2. IRQ1-15 interupts , edge detect.
The user enters a handling routine when setting up the interrupts. The edge ports interrupts (there is one routine for each in M5223X.c) first clear the corresponding interrupt flag and then immediately call the entered handling routine.
The handling routine is thus called from within the interrupt, which means that it should be kept as short as possible. If you look at the demo use fo these IRQs in application.c you will see that they call:
    fnInterruptMessage(OWN_TASK, IRQ11_EVENT);
for example.
This posts an interrupt event to the application task - this is very fast and so doesn't involve large amounts of work while blocking other interrupts. The application task is subsequently woken and handles the event, where it sends some text to the debug port.
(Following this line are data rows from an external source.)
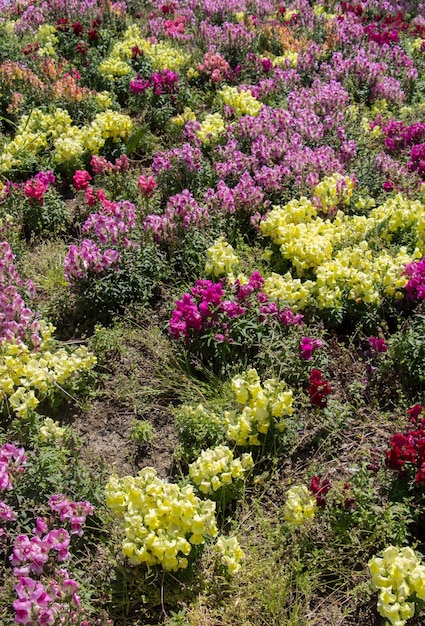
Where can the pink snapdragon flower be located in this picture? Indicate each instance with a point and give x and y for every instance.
(147, 185)
(81, 179)
(308, 346)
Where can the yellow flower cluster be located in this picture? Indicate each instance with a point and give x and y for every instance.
(161, 520)
(305, 239)
(216, 468)
(182, 119)
(51, 430)
(300, 506)
(400, 216)
(211, 128)
(289, 291)
(334, 191)
(398, 575)
(338, 254)
(38, 130)
(221, 258)
(161, 55)
(231, 554)
(262, 406)
(26, 376)
(242, 102)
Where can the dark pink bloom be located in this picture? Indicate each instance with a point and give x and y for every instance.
(81, 179)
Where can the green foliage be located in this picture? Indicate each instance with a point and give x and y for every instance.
(137, 280)
(198, 428)
(141, 431)
(405, 359)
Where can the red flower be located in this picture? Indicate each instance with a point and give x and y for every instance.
(319, 388)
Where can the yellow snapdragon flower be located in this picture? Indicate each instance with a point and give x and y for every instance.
(242, 102)
(221, 258)
(300, 506)
(161, 520)
(397, 575)
(215, 468)
(230, 552)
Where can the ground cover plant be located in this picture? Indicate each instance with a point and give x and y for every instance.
(212, 285)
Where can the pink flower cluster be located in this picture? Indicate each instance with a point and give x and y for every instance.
(186, 158)
(17, 322)
(88, 258)
(12, 465)
(415, 286)
(377, 344)
(36, 187)
(110, 226)
(147, 185)
(181, 214)
(74, 512)
(319, 389)
(246, 196)
(308, 346)
(46, 593)
(215, 306)
(214, 66)
(407, 450)
(52, 601)
(113, 223)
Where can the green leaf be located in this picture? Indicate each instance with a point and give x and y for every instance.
(134, 140)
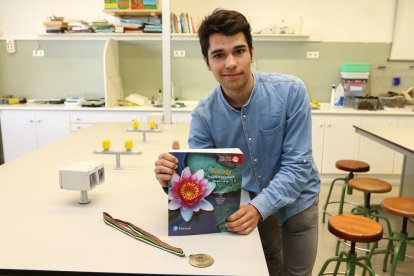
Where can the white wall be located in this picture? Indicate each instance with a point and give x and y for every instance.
(331, 20)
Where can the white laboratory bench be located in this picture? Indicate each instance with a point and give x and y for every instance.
(44, 228)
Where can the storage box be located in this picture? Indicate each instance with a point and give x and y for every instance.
(150, 4)
(111, 4)
(354, 85)
(355, 67)
(137, 4)
(123, 4)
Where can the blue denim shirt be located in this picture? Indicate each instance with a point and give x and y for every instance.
(274, 131)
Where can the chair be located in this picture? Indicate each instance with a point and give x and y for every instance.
(350, 166)
(353, 228)
(404, 207)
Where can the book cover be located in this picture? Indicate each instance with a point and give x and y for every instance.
(204, 190)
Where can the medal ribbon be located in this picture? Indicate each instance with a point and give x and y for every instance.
(141, 235)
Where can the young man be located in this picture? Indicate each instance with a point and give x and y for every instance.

The task is of course not working in the interrupt routine itself and so does 'off-line' work which is not so critical. Interrupt routines are generally used to perform very time critical jobs - which are hopefully also very short to perform (saving time stamps, setting hardware registers, etc) - and generating system events which are handled 'off-line'.

3. IIC
You can compare IIC with UART. Tx and RX are interrupt driven. It is very easy to queue several messages (usually control sequences to one or several devices) - the application can assume that they will be delivered and get on with other work.
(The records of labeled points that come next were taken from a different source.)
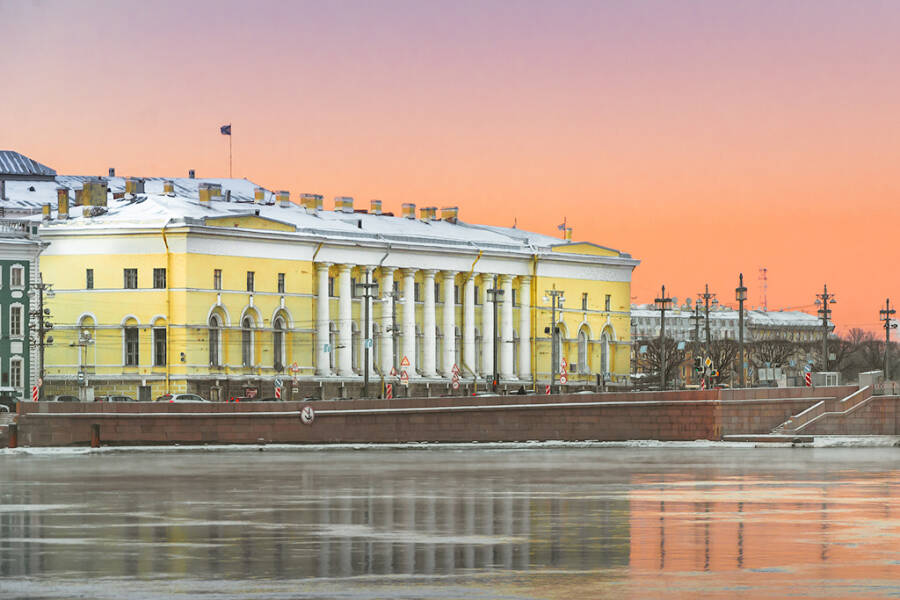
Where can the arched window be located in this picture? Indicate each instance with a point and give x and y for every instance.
(604, 353)
(247, 341)
(278, 343)
(583, 366)
(215, 341)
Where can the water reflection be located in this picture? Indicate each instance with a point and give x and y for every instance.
(555, 523)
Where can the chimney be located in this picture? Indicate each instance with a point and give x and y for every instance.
(343, 203)
(62, 203)
(93, 192)
(204, 192)
(134, 185)
(311, 201)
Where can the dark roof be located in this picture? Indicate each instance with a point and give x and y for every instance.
(13, 163)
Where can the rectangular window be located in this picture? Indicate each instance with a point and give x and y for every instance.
(15, 321)
(15, 372)
(159, 347)
(17, 277)
(159, 279)
(130, 279)
(132, 354)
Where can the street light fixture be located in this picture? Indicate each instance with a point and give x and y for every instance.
(740, 294)
(662, 303)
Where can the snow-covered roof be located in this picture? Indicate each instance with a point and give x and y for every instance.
(14, 164)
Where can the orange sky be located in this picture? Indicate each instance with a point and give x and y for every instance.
(702, 137)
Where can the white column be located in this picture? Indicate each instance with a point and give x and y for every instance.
(409, 321)
(505, 363)
(469, 327)
(487, 328)
(370, 271)
(449, 358)
(429, 322)
(345, 318)
(387, 320)
(524, 327)
(322, 333)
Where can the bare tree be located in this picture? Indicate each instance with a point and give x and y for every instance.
(650, 361)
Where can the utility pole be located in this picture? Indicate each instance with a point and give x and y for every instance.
(662, 303)
(741, 295)
(707, 297)
(824, 299)
(43, 325)
(494, 292)
(368, 289)
(556, 299)
(886, 314)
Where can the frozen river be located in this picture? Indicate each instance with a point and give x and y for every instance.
(659, 522)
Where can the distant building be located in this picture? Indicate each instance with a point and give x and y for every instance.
(220, 287)
(19, 250)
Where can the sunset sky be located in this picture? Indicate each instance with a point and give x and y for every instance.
(703, 137)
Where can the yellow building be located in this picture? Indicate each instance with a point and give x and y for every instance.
(174, 286)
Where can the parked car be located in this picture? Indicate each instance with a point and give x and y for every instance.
(181, 398)
(64, 398)
(115, 399)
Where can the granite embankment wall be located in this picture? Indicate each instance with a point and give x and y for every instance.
(685, 415)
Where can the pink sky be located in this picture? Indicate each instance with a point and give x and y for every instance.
(705, 138)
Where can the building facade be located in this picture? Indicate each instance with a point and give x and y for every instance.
(222, 288)
(19, 356)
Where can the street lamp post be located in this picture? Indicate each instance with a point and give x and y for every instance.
(662, 303)
(369, 290)
(886, 315)
(556, 299)
(494, 292)
(741, 295)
The driver only performs master mode operation and reads are usually answers to commands. Read commands can be queued and interleaved with other commands. When an answer is read the receiving task will be woken to get it using fnRead() (usually checking fnMsg(IIC_handle) first to see whether a compete message is ready).
 
4. SPI
SPI is used either for EEPROM file system or for SPI FLASH. There is no generic driver since SPI is used in many different ways, making it difficult to define a generic driver. It can and has been used in a similar mode as UART (interrupt driven, with rx synchronised to tx) but this is not a part of the project (at least not at the moment).
For EEPROM file system and SPI FLASH the operation doesn't use interrupts. The idea is that the SPI accesses are simply as fast as possible and the application (file system) layer is reading data in-line as if it were normal (but slower due to serial access) memory. Therefore if you look at the SPI interface you will see that the interrupt flags are only used for polling while waiting for an individual read or write to complete (usually well in the sub-us region).

5. Ethernet
Ethernet interfaces always use a DMA engine so individual byte transmission or reception has nothing to do with SW.
There are interrupts on tx frame and rx frame and on certain errors (also on connection state changes - like link up / link down).
When a frame is transmitted there is an interrupt on completion. This interrupt is almost redundant - it is used to generate a system event if LAN_REPORT_ACTIVITY is activated but otherwise has almost no SW relevance. Frame transmission is generally as fast as the processor can construct and send new frames...

When an Ethernet frame has been received, a rx frame interrupt causes the Ethernet task to be woken by a system event, which then reads the frame buffer. There are a number of frame buffers available (configurable using NUMBER_OF_RX_BUFFERS_IN_ETHERNET_DEVICE) so the time taken to actually process received frames is not that critical. The processing is 'off-line' and the call back routines when handling the TCP/IP protocol are called from within this 'off-line' frame processing. All rx processing on the M5223X are directly in the Ethernet RX buffer and only once the rx call-back (and protocol handling) has completed (returned) is the rx buffer ownership given back to the DMA engine so that it can be used again.